Intelligence-seeking customers can use Capella's services for what the company calls ‘persistent monitoring’ scenarios. One recent example saw Capella’s SAR intelligence in action when a press organisation knocked on its door. It was interested in the China-India border conflict and wanted to look at the Chinese side of the border to understand activity in the Himalayas. It found what it was looking for - confirmation of a buildup near the Line of Actual Control (LAC).
In other images in Capella-2 SAR images, observers could see white objects that represent armoured vehicles climbing up and down mountain roads near Ladakh, a region administered by India as a union territory, adding important detail to the border dispute in Galwan Valley where the border strife resulted in armed conflict. Capella images could expose intelligence what other low-resolution open-source satellite images couldn’t see (such as open-source Sentinel 2 images).
What gave investigators an edge was that Capella’s SAR images captured high-resolution data of night-time activity. The images pierced through the heavy cloud cover of the Himalaya mountain range, a region that is notoriously cloudy at night, and “usually when the most interesting things happen,” a Capella analyst says. With that technological intelligence at hand, analysts could then identify the build-up of radar systems developed on the ground and other new infrastructures such as bunkers and trenches.

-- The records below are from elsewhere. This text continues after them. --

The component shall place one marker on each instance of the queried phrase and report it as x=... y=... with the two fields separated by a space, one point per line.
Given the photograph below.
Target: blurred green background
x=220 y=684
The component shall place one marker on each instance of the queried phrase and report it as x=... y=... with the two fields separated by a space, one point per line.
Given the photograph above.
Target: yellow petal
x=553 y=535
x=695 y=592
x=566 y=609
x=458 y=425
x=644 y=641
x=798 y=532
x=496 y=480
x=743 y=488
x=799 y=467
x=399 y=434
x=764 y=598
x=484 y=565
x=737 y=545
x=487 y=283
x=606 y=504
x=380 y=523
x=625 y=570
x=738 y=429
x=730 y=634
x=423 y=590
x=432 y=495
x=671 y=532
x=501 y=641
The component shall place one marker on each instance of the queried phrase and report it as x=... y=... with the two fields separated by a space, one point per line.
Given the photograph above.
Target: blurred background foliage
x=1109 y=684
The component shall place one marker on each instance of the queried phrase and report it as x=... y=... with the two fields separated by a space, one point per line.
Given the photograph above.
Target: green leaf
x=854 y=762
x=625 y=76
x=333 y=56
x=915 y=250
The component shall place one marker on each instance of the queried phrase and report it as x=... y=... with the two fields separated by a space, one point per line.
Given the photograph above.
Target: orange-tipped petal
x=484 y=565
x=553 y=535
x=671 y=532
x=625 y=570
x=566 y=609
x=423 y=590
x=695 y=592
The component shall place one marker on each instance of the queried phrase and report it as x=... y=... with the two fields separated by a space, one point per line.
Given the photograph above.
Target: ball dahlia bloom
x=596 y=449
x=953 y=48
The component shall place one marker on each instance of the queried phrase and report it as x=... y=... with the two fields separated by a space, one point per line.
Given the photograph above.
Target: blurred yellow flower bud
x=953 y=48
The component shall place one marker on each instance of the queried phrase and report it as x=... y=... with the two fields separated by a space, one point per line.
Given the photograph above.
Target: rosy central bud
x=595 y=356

SAR image example: Image of Aksum Airport (in the northern Tigray Region of Ethiopia), captured during the Tigray conflict when the Tigray People's Liberation Front sabotaged the runway before falling to federal forces (Capella).
Image credit: Capella

SAR image example: Deforestation in Rondônia, Brazil (Capella)
Image credit: Capella

SAR image example: Roswell Air Center, south of Roswell in Chaves County, New Mexico (Capella)
Image credit: Capella

SAR image example: Rybachiy Nuclear Submarine Base (Capella)
Image credit: Capella

SAR image example: Capturing the skyline of Tokyo, Japan
Image credit: Capella

SAR image example: Nanhui New City, a planned city located in the Pudong New Area of Shanghai, China
Image credit: Capella
A company spokesperson says that its 50 cm x 50 cm SAR is the highest resolution commercially available. “The company uses an automated cloud-based delivery platform to rapidly deliver data from its constellation to government and commercial customers in all-weather conditions 24 hours a day.”